Neurobiologist Donald Stein and his colleagues at Clark University in Worcester, Mass., and the University of Massachusetts Medical Center have shown that grafts of brain cells can improve the performance of rats on tests involving spatial learning--for instance, the ability to learn the pathway through a maze.
Stein’s group removed part of the frontal cortex of the brain of 21 adult rats. Seven days later, they implanted frontal cortex tissue from fetal rats into eight of the damaged rats and cells from fetal cerebellums into six others.
Stein then retested the rats’ maze-learning ability. As expected, rats whose brains had not been damaged performed much better on the tests than did those brain-damaged rats that did not receive a graft.
Surprisingly, the rats that received frontal cortex tissue also performed significantly better than those that did not receive a graft--suggesting that the added frontal cortex cells somehow managed to become at least partially integrated with the damaged brains so that they participated in thought processes. Rats that received cerebellar tissue, however, did not perform any better than those that received no graft.

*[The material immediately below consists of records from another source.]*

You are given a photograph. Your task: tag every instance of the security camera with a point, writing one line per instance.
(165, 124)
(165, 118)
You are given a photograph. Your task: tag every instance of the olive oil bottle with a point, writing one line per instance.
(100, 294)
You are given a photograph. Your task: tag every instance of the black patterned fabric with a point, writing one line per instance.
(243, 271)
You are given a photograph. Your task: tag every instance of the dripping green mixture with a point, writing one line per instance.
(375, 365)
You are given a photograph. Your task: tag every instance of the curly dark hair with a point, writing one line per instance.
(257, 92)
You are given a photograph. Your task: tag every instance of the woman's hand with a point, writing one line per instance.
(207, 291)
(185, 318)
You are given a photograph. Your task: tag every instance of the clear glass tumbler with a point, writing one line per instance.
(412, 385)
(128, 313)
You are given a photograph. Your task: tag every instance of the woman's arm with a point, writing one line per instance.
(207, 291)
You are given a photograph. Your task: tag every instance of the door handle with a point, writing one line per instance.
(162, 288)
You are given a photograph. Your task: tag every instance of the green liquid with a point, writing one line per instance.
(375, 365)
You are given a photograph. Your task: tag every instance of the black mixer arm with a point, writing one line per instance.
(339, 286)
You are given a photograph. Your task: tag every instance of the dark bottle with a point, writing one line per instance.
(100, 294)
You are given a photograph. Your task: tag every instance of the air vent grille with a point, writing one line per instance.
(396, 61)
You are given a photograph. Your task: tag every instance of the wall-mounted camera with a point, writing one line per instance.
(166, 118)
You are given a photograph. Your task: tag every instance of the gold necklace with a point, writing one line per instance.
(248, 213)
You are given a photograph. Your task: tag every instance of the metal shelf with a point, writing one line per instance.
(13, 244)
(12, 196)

Promising results in the grafting of hormone-secreting brain cells have also been obtained in primates, which are much closer to humans and thus serve as a better model for human diseases.

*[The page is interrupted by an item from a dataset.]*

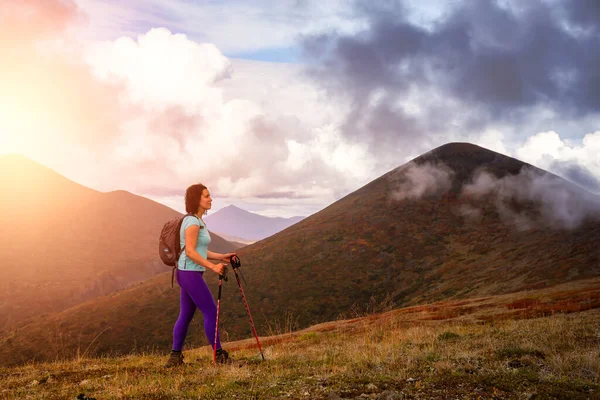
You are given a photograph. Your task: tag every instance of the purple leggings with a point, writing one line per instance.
(194, 293)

The recent accidental discovery that the chemical MPTP--a trace contaminant in certain “designer drugs” synthesized as heroin substitutes--can produce a Parkinson-like condition in humans prompted scientists to administer the drug to primates. The animals then developed the same symptoms as people with Parkinson’s.
Sladek and his colleagues have transplanted fetal dopamine-releasing brain cells into three African monkeys that had been treated with MPTP. “During the 70 days between the transplant operations and sacrifice of the animals,” he said, “these monkeys showed continuous improvement in their brain and motor function.”
Similar results with rhesus monkeys have been obtained by neurobiologist Roy A. E. Bakay of the Yerkes Regional Primate Research Center in Atlanta.
“The use of fetal tissue (in humans) does, however, raise some ethical issues,” and therefore the practice is unlikely to gain acceptance, according to neurosurgeon Charles A. Carton of the UCLA School of Medicine.
One way to work around the problem is the approach taken in Sweden--using the patient’s own adrenal glands. That solution is only partially satisfactory, however, because there are no equivalent tissues in the human body that produce many of the other brain hormones, such as norepinephrine and acetylcholine.
Gash has devised an alternate solution, the use of cells from a tumor of the human nervous system called a neuroblastoma. The tumor cells can be cultured in the laboratory to produce as many cells as desired, then treated with chemicals to stop their proliferation. After this treatment, the cells mature into neurons that produce acetylcholine.
Used in Monkeys
Gash said he has transplanted the treated tumor cells into the brains of five adult African Green monkeys. A significant percentage of the grafted cells survived for 270 days--the longest period during which Gash monitored the cells--and produced acetylcholine.
These results, Gash said, suggest that the tumors “may serve as a practical source of donor tissue for neural implants.”
That use is still several years away, however. For now, the only practical approach is the use of adrenal glands. And even that approach has been criticized by some scientists as being premature.
But Olson argued that patients selected for brain grafts are those who “cannot be helped by anything else. . . . Drugs no longer help. We believe it has become almost unethical not to do something to try to help.”